Mastercard chief executive Miebach Michael said his company is planning to set up huge data centres in India and focus on training and digitisation of small businesses. Sitharaman informed Michael about India’s commitment to digital financial inclusion with emphasis on women and MSMEs.
Deloitte chief executive Punit Renjen said his company intends to expand its India operations to smaller cities like Coimbatore and Bhubaneswar. Deloitte, he said, has developed tools to improve the access of rural poor to health facilities.
FedEx president and CEO-elect Raj Subramanian shared his company’s expansion plans in India with the minister and showed interest in setting up R&D Centres in the country.
Accenture chairperson and chief executive Julie Sweet informed Sitharaman that the company is adding a presence in more Tier-II cities in India and focusing on imparting skills to people to prepare them for emerging opportunities. As many as 47% of Accenture’s workforce in India are women, Sweet told Sitharaman.
India will continue to remain the world’s fastest-growing major economy this year and the next, pipping China, despite the damaging impact of the Russia-Ukraine conflict and other external headwinds, according to the International Monetary Fund’s (IMF’s) projections. At 8.2%, India’s growth rate this year is forecast to surpass China’s 4.4%. Similarly, while India is expected to grow 6.9% in the next fiscal, China’s expansion is pegged at 5.1%.
Investments remain critical to India’s economic resurgence, as private consumption has maintained a roller-coaster ride in the aftermath of the pandemic. Gross fixed capital formation grew just 2% in the December quarter from 14.6% in the previous quarter, as a favourable base effect started to wane.
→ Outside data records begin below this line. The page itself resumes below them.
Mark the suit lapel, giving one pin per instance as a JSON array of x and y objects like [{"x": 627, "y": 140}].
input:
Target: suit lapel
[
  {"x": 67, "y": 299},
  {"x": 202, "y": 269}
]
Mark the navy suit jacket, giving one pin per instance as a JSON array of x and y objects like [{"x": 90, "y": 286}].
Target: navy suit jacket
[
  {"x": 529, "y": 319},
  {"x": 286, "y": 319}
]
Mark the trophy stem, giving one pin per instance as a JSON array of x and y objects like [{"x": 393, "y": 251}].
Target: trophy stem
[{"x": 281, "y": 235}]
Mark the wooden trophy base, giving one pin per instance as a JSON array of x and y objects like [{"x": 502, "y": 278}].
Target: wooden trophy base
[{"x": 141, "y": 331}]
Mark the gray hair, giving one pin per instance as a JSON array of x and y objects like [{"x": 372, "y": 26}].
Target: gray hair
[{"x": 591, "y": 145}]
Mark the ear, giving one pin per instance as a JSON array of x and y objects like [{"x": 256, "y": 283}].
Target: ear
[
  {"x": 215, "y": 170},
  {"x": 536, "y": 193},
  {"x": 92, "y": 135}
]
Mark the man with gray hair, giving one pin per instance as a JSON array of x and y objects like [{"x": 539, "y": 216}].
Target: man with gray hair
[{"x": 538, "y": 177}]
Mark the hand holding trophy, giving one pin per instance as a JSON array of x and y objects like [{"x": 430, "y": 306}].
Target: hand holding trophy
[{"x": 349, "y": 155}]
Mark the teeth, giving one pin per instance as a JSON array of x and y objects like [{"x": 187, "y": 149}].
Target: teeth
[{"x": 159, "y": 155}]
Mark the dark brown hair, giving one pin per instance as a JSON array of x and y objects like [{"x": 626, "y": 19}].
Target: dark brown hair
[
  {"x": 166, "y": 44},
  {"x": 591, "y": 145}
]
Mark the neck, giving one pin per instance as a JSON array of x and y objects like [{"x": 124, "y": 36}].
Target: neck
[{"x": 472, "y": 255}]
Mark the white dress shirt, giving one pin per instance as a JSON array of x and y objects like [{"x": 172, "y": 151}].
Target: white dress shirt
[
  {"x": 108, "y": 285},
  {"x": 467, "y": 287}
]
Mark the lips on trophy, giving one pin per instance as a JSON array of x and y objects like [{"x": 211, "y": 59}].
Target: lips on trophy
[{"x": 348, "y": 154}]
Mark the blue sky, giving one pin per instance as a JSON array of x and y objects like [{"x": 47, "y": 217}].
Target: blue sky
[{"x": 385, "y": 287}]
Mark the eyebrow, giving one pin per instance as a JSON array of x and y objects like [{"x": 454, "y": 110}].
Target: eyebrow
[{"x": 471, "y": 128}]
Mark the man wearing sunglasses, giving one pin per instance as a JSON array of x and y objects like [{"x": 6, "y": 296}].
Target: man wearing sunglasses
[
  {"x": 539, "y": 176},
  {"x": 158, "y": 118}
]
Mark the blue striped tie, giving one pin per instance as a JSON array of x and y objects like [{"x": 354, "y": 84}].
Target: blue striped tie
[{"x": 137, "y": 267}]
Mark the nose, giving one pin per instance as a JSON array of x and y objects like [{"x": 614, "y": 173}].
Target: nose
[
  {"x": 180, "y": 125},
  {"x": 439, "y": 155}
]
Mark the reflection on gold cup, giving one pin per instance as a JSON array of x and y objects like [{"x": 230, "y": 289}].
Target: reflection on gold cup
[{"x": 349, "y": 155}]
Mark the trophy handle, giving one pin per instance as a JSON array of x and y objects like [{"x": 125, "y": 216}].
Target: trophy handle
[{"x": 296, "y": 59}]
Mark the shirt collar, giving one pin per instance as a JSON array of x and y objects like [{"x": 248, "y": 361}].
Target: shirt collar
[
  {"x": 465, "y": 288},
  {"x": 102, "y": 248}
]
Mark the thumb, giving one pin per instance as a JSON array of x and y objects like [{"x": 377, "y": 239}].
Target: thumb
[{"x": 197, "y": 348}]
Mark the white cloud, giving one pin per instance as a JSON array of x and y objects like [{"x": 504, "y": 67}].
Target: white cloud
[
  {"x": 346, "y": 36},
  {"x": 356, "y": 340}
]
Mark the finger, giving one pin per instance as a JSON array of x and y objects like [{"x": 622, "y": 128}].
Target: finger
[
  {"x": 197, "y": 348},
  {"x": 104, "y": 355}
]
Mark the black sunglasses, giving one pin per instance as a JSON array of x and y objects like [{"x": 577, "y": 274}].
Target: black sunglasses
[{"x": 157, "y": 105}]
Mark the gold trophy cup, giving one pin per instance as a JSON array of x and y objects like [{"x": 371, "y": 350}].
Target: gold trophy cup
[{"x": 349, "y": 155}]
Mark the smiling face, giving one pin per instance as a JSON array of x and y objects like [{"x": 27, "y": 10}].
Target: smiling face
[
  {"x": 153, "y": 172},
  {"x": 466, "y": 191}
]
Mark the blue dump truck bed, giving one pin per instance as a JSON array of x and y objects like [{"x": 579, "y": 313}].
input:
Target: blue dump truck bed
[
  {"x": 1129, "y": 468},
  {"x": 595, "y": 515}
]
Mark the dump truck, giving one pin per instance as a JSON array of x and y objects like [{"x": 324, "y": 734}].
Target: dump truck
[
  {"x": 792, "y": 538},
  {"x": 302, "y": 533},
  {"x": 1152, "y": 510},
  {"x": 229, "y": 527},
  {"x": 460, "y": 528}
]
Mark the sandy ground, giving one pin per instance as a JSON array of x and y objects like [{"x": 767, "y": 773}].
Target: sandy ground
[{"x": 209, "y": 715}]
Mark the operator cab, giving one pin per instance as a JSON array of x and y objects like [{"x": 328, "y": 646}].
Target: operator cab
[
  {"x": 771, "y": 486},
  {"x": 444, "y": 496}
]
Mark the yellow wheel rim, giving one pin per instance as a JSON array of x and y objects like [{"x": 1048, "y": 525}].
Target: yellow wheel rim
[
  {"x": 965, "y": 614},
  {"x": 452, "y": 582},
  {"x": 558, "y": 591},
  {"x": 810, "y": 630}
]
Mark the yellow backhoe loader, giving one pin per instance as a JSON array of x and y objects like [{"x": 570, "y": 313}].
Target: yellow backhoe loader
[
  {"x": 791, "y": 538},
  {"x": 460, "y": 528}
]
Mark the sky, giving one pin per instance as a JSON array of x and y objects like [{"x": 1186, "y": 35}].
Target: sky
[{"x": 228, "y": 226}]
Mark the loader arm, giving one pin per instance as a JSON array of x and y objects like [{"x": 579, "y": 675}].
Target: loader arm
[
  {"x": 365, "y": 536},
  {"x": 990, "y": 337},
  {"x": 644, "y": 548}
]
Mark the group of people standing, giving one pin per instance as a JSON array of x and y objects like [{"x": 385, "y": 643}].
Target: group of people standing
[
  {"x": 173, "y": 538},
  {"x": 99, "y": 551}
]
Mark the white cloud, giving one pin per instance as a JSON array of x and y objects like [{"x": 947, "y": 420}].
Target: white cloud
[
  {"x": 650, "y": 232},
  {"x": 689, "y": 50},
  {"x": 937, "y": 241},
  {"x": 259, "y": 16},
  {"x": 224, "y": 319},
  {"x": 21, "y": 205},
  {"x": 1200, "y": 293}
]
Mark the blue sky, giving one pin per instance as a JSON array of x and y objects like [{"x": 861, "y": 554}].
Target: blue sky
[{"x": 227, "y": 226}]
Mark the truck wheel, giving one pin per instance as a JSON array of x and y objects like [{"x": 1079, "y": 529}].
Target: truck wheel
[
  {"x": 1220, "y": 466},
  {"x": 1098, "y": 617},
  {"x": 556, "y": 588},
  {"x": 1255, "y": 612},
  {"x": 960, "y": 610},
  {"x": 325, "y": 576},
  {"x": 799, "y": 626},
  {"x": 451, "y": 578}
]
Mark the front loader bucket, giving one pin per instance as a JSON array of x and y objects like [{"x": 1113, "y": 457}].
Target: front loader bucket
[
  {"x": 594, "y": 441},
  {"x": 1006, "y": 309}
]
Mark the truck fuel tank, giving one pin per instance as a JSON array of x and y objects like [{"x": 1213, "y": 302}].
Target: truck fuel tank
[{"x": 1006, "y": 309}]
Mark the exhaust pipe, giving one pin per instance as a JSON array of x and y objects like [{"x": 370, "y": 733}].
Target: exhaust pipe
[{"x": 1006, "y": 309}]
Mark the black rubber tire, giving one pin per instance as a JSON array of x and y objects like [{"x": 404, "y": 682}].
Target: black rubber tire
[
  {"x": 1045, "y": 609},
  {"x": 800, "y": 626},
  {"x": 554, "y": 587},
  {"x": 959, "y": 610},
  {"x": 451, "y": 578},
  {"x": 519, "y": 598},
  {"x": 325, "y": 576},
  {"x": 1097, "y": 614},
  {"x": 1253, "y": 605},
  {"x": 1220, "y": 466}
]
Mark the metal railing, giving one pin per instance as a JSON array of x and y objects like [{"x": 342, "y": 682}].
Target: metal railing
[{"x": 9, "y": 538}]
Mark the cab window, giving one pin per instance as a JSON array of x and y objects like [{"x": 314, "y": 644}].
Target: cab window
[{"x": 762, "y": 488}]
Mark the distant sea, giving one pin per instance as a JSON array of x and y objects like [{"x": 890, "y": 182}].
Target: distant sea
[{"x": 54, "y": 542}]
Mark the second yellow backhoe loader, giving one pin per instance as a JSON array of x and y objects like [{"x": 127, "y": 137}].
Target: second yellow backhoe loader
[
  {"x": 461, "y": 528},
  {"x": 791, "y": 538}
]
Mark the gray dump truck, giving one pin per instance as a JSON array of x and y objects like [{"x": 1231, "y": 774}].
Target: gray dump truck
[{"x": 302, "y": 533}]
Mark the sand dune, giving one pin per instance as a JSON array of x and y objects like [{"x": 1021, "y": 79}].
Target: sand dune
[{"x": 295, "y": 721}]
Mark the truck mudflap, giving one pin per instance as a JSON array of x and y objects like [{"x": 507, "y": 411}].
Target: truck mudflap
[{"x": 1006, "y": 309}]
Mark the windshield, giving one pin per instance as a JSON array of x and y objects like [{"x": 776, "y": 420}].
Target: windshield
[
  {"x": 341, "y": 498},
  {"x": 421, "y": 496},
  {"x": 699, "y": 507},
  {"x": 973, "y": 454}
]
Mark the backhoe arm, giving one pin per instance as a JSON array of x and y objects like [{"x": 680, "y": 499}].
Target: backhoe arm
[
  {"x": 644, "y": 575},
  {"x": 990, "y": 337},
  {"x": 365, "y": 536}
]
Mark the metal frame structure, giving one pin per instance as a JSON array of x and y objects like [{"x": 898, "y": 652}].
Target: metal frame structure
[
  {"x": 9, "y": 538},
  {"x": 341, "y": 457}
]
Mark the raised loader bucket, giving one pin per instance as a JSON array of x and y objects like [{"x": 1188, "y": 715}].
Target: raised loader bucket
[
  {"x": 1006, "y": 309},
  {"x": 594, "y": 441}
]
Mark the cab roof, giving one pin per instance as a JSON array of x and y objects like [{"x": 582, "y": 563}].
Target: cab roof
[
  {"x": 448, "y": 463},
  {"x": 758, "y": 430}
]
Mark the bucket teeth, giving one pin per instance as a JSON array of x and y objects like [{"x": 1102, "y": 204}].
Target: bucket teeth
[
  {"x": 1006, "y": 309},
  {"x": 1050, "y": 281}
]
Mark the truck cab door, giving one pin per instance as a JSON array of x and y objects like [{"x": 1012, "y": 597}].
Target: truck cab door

A recovery in private investment remains fragile and is limited to few sectors, increasing the country’s reliance on sustained government spending and foreign direct investments.
Sitharaman has been on a visit to the US since Monday to attend the spring meetings of the IMF and the World Bank. She has taken part in the meetings of the finance ministers and central bank governors of the G20 nations.
Attending a ministerial dinner for development committee members in Washington, Sitharaman called for addressing challenges emanating from fragility, conflict and violence as necessary to achieve the twin goals of ending extreme poverty and boosting shared prosperity, more so when about two-thirds of the world’s extreme poor will live in countries infested by these issues by 2030. Her comments came at a time when the Russia-Ukraine conflict threatens to linger on for a longer period than many had anticipated.
Issues such as livelihood, education, health and groups, including women, youth and children should always be prioritised while engaging with fragile and conflict-affected situations, she said.
Separately, Sitharaman participated in the ministerial meeting of the Financial Action Task Force in Washington and reaffirmed India’s commitment to fighting money laundering and terrorist financing.